Microscopic origin of pressure-induced isosymmetric transitions in fluoromanganate cryolites

TL;DR

This study uses first-principles calculations to reveal the microscopic mechanism behind pressure-induced isosymmetric transitions in fluoromanganate cryolites, highlighting the role of Jahn-Teller distortions and orbital occupancy changes.

Contribution

It uncovers the microscopic origin of isosymmetric transitions in Mn-based cryolites under pressure, emphasizing Jahn-Teller effects and orbital reconfiguration as key factors.

Findings

First-order isosymmetric transition at ~2.15 GPa in Na₃MnF₆

No transition observed in Na₃ScF₆ up to 6.82 GPa

Jahn-Teller distortion evolution linked to orbital occupancy change

Abstract

Using first-principles density functional theory calculations, we investigate the hydrostatic pressure-induced reorientation of the Mn--F Jahn-Teller bond axis in the fluoride cryolite Na$_3$MnF$_6$. We find a first-order isosymmetric transition occurs between crystallographically equivalent monoclinic structures at approximately 2.15 GPa, consistent with earlier experimental studies.
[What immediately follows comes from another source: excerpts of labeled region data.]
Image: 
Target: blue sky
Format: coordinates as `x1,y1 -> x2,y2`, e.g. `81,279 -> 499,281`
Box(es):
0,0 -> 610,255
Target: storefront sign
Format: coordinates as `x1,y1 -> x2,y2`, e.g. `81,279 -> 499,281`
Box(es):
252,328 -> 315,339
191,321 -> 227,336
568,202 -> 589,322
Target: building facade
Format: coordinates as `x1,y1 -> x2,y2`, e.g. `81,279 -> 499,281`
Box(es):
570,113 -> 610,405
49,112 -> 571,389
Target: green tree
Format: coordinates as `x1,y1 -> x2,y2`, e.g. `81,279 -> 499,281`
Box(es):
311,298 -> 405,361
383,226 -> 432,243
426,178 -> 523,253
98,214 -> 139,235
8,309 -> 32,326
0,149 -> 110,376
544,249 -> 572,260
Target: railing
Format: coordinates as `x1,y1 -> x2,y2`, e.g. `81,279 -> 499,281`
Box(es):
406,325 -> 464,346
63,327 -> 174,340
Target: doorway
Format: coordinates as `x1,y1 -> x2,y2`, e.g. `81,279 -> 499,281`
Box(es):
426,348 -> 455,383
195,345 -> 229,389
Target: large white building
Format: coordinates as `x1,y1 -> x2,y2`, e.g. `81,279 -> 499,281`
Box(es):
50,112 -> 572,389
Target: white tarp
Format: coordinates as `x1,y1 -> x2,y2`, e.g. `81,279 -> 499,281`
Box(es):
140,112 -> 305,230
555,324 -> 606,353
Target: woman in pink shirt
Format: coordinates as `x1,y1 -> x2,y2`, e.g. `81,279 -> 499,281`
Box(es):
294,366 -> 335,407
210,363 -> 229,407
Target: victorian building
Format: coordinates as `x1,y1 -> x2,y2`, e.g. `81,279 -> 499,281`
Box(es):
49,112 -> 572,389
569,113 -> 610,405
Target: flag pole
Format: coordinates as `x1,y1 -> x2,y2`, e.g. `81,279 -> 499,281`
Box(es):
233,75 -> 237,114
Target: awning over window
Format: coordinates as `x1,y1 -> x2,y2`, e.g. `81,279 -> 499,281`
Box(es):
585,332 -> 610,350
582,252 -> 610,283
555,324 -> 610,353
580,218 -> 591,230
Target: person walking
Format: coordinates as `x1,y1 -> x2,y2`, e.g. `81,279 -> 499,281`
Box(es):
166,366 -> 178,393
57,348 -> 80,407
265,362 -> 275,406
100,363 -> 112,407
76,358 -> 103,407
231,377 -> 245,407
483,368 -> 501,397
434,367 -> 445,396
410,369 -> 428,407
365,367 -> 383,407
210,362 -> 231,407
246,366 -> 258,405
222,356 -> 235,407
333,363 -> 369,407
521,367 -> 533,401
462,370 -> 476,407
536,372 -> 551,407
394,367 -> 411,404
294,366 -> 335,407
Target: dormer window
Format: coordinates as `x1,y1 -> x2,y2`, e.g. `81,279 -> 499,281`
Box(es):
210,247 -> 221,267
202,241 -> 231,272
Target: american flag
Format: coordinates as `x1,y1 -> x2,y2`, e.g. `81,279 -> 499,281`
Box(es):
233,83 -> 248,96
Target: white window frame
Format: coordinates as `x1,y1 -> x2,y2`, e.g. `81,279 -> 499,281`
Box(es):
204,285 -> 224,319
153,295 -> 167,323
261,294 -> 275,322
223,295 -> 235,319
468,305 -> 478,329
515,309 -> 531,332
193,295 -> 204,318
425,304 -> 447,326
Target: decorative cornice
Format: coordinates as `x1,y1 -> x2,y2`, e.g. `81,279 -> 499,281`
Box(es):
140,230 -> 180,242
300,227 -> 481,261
Analogous calculations for isostructural $3d^0$ Na$_3$ScF$_6$ show no evidence of a transition up to 6.82 GPa. Mode crystallography analyses of the pressure-dependent structures in the vicinity of the transition reveals a clear evolution of the Jahn-Teller bond distortions in cooperation with an asymmetrical stretching of the equatorial fluorine atoms in the MnF$_6$ octahedral units. We identify a change in orbital occupancy of the $e_g$ manifold in the $3d^4$ Jahn-Teller active Mn(III) to be responsible for the transition, which stabilizes one monoclinic $P2_1/n$ variant over the other.